Cordilleran Section - 108th Annual Meeting (29–31 March 2012)

Paper No. 9
Presentation Time: 11:30

METALLOGENIC EVOLUTION OF MEXICO DURING THE MESOZOIC: A COMPARISON WITH THE REST OF THE CORDILLERA OF WESTERN NORTH AMERICA AND THE ANDES


CAMPRUBÍ, Antoni, Instituto de Geología, Universidad Nacional Autónoma de México, Ciudad Universitaria, Delegación Coyoacán, Mexico City, 04510, Mexico, camprubitaga@gmail.com

Many similarities arise between Mexico and the rest of the Cordillera of western North America from both the tectonomagmatic and metallogenic standpoints: (1) the accretionary oceanic, pericratonic (intermontane) and subduction-complex terranes along the western margin are similar in their nature and time-space dynamics, (2) deposits of the oceanic magmatic ‘realm’ (VMS deposits, and deposits associated with ultramafic-mafic complexes) were controlled by such terranes, and young southwards, (3) transitions between the oceanic to the continental ‘realm’ of ore deposits occur along the Cordillera in the Mesozoic, and also obey to a younging southwards pattern, (4) the resulting types of ore deposits in either the oceanic and continental magmatic, and in the sedimentary-diagenetic and orogenic-metamorphic ‘realms’ are very similar in the northern, central, and southern Cordillera, and (5) the time and space distributions of such deposits are analogous, they reveal that the shift from the oceanic to the continental magmatic ‘realm’ of ore deposits is complete during the Cenozoic, having progressed cratonwards and southwards. Such broadening in the distribution of magmatism, daughter ore deposits, and orogenic pulses responds to flattening of the subducted slab in the USA and Mexican sections of the Cordillera during the Late Mesozoic.

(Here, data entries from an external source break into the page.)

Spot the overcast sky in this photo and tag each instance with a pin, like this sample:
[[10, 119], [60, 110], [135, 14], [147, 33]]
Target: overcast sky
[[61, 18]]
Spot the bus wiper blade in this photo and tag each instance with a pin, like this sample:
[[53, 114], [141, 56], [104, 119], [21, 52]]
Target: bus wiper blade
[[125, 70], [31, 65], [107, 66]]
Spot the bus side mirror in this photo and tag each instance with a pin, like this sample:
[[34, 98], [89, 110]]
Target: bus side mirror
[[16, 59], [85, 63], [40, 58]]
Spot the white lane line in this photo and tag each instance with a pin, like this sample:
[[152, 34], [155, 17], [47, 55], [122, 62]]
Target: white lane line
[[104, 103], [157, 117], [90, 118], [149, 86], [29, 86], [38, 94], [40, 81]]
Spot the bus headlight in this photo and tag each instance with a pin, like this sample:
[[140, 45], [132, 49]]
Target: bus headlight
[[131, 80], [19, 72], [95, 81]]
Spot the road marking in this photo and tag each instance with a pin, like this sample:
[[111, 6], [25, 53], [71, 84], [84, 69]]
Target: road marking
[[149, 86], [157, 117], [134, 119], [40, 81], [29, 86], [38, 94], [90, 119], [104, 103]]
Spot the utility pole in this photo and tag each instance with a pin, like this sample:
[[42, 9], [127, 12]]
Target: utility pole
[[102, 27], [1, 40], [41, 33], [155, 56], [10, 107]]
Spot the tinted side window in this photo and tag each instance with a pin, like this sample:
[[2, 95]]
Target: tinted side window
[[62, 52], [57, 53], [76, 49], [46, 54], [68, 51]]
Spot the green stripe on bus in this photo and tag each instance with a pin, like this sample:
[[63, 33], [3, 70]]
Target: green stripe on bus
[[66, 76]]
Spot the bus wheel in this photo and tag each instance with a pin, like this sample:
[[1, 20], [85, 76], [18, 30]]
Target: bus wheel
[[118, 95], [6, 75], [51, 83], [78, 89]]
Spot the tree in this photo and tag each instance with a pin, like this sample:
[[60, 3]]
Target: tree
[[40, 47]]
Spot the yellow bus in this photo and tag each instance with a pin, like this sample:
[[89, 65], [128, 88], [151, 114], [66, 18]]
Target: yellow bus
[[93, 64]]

Although such analogies can be extended at some degree to the Andes, the most obvious similarities between the Cordillera of western North America and the Andes can be drawn as the ‘continentalization process’ of magmatism and ore deposition in the Cordillera completes towards the Cenozoic. This process also occurs in the northern half of the Andes. The cratonward and southward broadening in the distribution of magmatism, daughter ore deposits, and orogenic pulses, supports the theory of the flattening of the subducted slab in the USA and Mexican sections of the Cordillera during the Late Mesozoic, which might have started as early as in the Middle-Late Jurassic. Contrastingly, the subducted slab is steeper in the Andes and accounts for a much narrower distribution of ore deposits, with the exception of the time and space frames (e. g., presently, the Argentine Sierras Pampeanas) where flat-slab subduction occurred due to the consumption of the Juan Fernández ridge.